17 de abril, 2019
Conociéndole, su muerte no fue un suicidio sino una inmolación por el Perú; país al que quiso y le quiso con pasión. ¡Pero también con rencor! Fue indiscutiblemente una persona superior que despertaba querencias y odios. Tal como ocurrió en sus dos gobiernos. Pero fue un hombre bondadoso y extremadamente inteligente; con esa compleja y esquiva magia de la política que le brotaba por todos los poros. Un genio político que nació para pasar a la historia, y segó su vida advirtiendo que lo haría si, injustamente –como él y muchísima gente consideraba–, alguno de esos payasos que todavía fungen de fiscales en este país, movía fichas para verlo encarcelado; y un universo de peruanos le viese trajeado a rayas, con esposas en ambas manos y cadenas en ambos pies. García acumulaba demasiada personalidad como para permitir que le humillaran de esta manera un par de crápulas, como esos fiscaletes Vela Barba y Pérez Gómez, quienes han manipulado el “Caso Lava Jato” con fines eminentemente políticos, personales y amicales. Por supuesto, atentado contra los intereses del Estado peruano.
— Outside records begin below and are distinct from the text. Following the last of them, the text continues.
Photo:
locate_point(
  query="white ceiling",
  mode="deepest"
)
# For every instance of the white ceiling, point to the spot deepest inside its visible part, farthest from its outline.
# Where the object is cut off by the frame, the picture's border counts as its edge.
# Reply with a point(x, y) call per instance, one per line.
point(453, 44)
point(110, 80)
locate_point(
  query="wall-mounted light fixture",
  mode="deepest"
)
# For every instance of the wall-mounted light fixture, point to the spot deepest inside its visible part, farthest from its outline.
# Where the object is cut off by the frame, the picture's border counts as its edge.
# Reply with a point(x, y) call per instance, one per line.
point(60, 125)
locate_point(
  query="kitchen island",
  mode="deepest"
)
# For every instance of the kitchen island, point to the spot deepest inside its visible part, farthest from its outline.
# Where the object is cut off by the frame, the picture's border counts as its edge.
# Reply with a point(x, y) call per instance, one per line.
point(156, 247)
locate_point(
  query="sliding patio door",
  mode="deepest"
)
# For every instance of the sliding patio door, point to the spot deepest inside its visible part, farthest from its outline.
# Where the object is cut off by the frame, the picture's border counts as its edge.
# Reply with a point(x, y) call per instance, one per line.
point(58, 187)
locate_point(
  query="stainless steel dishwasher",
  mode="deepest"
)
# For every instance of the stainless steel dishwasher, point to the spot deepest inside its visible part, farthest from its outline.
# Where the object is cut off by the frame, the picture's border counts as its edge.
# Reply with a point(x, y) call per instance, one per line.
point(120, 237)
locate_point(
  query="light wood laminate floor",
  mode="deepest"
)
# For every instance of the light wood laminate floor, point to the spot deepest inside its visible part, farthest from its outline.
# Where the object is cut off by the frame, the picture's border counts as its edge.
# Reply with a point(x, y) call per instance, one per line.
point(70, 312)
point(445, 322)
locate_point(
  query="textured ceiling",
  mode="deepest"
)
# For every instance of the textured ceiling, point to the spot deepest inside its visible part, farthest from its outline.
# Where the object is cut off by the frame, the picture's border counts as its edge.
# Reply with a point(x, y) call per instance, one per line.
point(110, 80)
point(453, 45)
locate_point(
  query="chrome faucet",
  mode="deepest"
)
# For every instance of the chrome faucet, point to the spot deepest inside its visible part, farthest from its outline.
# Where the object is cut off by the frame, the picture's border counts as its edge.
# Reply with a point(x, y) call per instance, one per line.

El 17 de abril de 2019, ya pasadas las seis de la madrugada, el cobarde fiscalete Domingo Pérez envió a un segundón suyo a la casa del malogrado expresidente, para notificarle un mandato de detención provisional tramado tras bambalinas por el operador oficial del Ministerio Público, Gustavo Gorriti, titiritero de esta parejita; mezcla de fiscaletes y actorcillos de quinta apellidados Vela y Pérez. Este último no tuvo el coraje para enfrentar a García. Cobarde como es, se valió de un tercero para no encarar a su víctima. Un pobre diablo, un auténtico miserable.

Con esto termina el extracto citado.